LATITUDES

Partager plutôt que posséder

Bientôt, tout ce qui peut être partagé le sera: musique, photos et vidéos, mais aussi voitures, maisons, vêtements ou jardins. Une étude zurichoise prend la mesure du phénomène.

Le «co-sharing», principe qui promeut le partage plutôt que la possession, fait de plus en plus d’adeptes aux motivations diverses (écologiques, financières ou sociales). Le partage est partout, plus que jamais stimulé par les réseaux sociaux du Net.

Car partager sur les réseaux ne se résume plus uniquement à raconter sa vie en ligne à ses amis. Il s’agit dorénavant de faire partie de communautés où le partage joue un rôle essentiel; c’est là un nouveau mode de construction de son identité au regard des autres. Du covoiturage à la colocation, des préfixes «co» s’accolent à un éventail de biens qui ne cesse de s’élargir.

Figure de proue de l’économie du partage, Rachel Botsman, auteur du livre «cialis ordering online», voit dans cette tendance un nouveau modèle de consommation au potentiel révolutionnaire. Partout, des dynamiques collaboratives se mettent en place, des sociologues évoquent une «co-révolution», une mutation de notre société. Le CeBIT (salon des technologies de l’information et de la bureautique), qui s’est réuni ce printemps à Hanovre, a d’ailleurs fait de la «Shareconomy» le thème de ce grand rendez-vous des leaders du monde digital.

Une étude publiée en avril par le Gottlieb-Duttweiler-Institut (GDI) de Zurich a tenté de prendre la mesure du phénomène en cours. «Nous apprenons à partager avant d’apprendre à acheter», rappelle Karin Frick , coauteur de «Sharity, l’avenir du partage». Sharity, un néologisme né de la combinaison de «share», partager et de «charity», charité. Quelques 1121 Suisses et Allemands ont été interviewés pour cerner leur rapport au partage. Les questions posées: Que partagez-vous ? Que ne partagez-vous pas?

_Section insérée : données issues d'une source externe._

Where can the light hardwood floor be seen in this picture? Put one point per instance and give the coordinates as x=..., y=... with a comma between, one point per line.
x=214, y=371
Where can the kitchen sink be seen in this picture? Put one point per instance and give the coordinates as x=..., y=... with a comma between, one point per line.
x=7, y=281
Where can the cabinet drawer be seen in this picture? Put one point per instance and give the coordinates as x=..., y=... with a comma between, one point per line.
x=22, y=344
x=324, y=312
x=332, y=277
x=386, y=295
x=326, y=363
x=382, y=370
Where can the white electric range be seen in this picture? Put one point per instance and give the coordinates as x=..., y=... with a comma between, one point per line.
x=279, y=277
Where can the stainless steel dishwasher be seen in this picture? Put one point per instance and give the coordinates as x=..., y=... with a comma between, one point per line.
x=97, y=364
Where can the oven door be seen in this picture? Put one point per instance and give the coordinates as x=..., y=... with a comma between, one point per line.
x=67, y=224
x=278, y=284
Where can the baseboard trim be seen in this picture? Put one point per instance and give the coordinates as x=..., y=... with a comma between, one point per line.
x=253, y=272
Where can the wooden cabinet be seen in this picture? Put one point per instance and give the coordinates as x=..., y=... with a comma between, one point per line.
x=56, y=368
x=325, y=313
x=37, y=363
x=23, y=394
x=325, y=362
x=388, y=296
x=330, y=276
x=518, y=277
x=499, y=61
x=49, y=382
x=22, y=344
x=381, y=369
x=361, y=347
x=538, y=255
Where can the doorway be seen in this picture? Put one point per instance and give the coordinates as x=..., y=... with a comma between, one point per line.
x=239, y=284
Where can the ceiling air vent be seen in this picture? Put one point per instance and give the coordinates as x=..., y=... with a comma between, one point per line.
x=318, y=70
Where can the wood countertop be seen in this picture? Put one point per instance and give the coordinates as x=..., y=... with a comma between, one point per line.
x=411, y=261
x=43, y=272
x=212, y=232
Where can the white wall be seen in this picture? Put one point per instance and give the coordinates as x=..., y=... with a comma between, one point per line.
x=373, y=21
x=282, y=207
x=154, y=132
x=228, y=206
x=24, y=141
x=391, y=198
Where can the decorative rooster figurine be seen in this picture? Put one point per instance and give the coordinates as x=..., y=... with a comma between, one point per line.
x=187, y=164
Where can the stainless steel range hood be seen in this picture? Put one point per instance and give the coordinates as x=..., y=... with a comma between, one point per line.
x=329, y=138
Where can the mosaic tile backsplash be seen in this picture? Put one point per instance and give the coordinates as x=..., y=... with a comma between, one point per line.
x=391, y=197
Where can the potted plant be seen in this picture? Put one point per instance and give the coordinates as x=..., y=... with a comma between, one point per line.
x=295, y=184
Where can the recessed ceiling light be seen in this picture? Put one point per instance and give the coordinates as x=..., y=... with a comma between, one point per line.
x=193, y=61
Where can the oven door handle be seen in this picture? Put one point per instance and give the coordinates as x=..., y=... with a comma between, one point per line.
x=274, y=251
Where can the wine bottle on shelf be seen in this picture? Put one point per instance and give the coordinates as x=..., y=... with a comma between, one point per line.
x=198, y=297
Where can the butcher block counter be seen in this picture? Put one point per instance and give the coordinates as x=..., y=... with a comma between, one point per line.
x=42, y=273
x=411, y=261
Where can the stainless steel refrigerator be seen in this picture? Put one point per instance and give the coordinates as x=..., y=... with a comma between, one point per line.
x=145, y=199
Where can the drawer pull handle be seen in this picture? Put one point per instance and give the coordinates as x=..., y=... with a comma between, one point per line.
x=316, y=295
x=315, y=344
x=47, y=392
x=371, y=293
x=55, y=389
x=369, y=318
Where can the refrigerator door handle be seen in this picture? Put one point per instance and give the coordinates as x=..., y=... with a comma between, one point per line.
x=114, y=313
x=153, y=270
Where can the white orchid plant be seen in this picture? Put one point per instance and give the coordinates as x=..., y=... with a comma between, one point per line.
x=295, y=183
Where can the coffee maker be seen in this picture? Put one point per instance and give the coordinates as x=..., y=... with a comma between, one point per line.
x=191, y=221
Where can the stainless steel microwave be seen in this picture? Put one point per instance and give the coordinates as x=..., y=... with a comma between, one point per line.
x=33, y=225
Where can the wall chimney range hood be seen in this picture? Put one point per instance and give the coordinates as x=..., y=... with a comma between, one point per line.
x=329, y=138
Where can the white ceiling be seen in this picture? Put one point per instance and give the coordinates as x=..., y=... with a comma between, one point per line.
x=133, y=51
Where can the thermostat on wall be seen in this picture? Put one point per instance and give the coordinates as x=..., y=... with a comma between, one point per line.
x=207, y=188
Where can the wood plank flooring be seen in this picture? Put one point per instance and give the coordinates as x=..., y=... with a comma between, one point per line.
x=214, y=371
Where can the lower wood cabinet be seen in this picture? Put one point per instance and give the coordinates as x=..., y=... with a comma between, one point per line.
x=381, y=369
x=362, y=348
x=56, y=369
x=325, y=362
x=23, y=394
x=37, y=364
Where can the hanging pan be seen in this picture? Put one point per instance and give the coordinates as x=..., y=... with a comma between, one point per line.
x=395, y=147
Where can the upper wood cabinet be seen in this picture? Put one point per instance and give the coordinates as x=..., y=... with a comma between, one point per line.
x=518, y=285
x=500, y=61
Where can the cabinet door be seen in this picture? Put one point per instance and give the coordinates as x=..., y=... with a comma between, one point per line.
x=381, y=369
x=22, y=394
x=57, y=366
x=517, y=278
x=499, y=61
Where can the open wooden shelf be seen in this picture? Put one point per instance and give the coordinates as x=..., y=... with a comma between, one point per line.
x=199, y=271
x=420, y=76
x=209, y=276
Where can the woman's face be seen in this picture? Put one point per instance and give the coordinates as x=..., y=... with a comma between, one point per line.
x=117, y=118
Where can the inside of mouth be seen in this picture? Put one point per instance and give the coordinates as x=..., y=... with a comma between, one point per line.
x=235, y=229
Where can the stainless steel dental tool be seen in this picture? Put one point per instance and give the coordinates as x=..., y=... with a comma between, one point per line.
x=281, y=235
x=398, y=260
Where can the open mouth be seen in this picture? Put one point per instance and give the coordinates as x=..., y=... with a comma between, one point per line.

Que partagez-vous volontiers? Que partagez-vous moins volontiers? Quels seront les domaines dans lesquels le partage s’étendra demain ?

Mis à part son mot de passe, sa brosse à dents et ses sous vêtements, tout ou presque semble susceptible d’être partagé (voir l’infographie). L’analyse des réponses met en évidence les faits suivants: les femmes partagent plus volontiers et davantage que les hommes, les jeunes plus que les vieux, les Allemands plus que les Suisses – avec les Berlinois comme champions. Enfin, les revenus n’influencent en rien la propension au partage.

On relève que 51% des 18-29 ans partagent souvent quelque chose, non seulement en ligne mais aussi «dans le frigo ou dans le lave-vaisselle». Chez les 30-49 ans, le pourcentage diminue pour atteindre 44%, et chez les plus de 50 ans il chute à 38%. L’étude a permis de constater qu’avec l’âge, une impression de liberté semble émaner du fait d’être l’unique propriétaire d’un bien, d’où une réticence au partage qui augmente avec les années.

Conclusion de l’enquête: aujourd’hui, le partage est perçu comme un signe d’intelligence. Il est sexy. A l’avenir, avec de plus en plus de «digital natives», nous partagerons davantage avec des personnes de moins en moins proches; le partage deviendra la norme. L’étude est disponible en ligne. Son accès coûte une centaine de francs. Pas vraiment l’illustration de son contenu!

La loi de Zuckerberg s’appliquera-t-elle demain dans le monde réel? Sur le Net, cliquer sur «partager» c’est rendre accessible un contenu à plusieurs utilisateurs. Dans la «vraie vie», partager c’est se départir de quelque chose. Une démarche incontestablement plus difficile. Deux acceptions distinctes de «partager». La première tend à renforcer l’ego des internautes alors que la seconde relève de l’altruisme.